Informatics in Medicine Unlocked (Jan 2023)
Comparison of BERT implementations for natural language processing of narrative medical documents
Abstract
Background and objectives: Bidirectional Encoder Representations from Transformers (BERT) word embedding models have been successfully used for many natural language processing (NLP) tasks, including medical named entity recognition. However, there are many more linguistically complicated concepts in healthcare documentation, often reflecting medical decision-making processes or complex patient characteristics, where performance of transformer-based models has not been as well investigated. Furthermore, the dataset on which a BERT model has been pre-trained could affect performance. Methods: We compared accuracy of identification of three linguistically complex medical concepts – a) discussion of bariatric surgery between patients and their healthcare providers; b) non-acceptance of statin treatment recommendation by patients; and c) tobacco use status documentation – by three BERT implementations: regular BERT; BioBERT and ClinicalBERT. For each of the three NLP tasks, all three BERT implementations were trained on a manually annotated training dataset of outpatient provider notes and then evaluated on a held-out manually annotated test dataset.

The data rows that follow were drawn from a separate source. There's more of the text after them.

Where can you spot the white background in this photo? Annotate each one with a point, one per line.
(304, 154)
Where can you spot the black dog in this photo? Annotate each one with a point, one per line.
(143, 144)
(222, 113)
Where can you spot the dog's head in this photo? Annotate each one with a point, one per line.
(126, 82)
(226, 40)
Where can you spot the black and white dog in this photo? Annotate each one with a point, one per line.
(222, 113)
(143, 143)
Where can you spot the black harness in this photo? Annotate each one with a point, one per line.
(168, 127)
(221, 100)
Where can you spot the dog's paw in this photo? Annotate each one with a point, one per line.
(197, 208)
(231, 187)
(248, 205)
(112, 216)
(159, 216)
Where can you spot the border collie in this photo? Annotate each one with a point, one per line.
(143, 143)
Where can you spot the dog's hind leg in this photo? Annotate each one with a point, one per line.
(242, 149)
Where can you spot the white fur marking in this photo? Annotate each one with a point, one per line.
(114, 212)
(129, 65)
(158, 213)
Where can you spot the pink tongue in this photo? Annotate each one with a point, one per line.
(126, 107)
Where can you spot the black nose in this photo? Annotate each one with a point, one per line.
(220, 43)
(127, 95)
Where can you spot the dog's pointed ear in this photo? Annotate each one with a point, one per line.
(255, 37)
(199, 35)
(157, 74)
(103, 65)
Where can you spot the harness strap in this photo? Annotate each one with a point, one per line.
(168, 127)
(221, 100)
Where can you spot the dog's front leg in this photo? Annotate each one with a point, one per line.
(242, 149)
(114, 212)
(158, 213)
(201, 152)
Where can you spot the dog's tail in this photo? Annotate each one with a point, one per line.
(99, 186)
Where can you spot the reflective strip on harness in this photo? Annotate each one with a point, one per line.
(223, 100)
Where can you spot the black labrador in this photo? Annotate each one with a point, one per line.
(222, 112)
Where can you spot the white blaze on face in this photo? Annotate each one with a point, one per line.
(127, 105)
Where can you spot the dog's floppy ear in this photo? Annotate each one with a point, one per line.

All datasets were obtained from the electronic health record system of Mass General Brigham. Filtering by keywords was used to improve class balance by undersampling the null class. Results: Prevalence of study labels (concepts) ranged from 1.3% to 11.8% and was similar between training and held-out validation datasets within each task-model combination. Over 80% of NLP tasks achieved recall and 75% of tasks achieved precision between 0.4 and 0.9. Among different study evaluation categories, F1 score ranged from 0.0 to 0.860. Macro-averaged F1 score ranged from 0.466 to 0.854.Overall, ClinicalBERT achieved best performance (by F1-macro score) in the Bariatric Surgery task, BioBERT in the Tobacco Use task and regular BERT in the Statin Non-Acceptance task. The mean macro-F1 score across all task-model pairs was 0.761 for ClinicalBERT, 0.735 for BioBERT and 0.699 for regular BERT. Conclusions: BERT implementations trained on documents from biomedical domain – both BioBERT and ClinicalBERT – achieve superior NLP performance for identifying a range of complex medical concepts compared to regular BERT. Neither of the two biomedical BERT implementations we tested attained clearly greater accuracy than the other.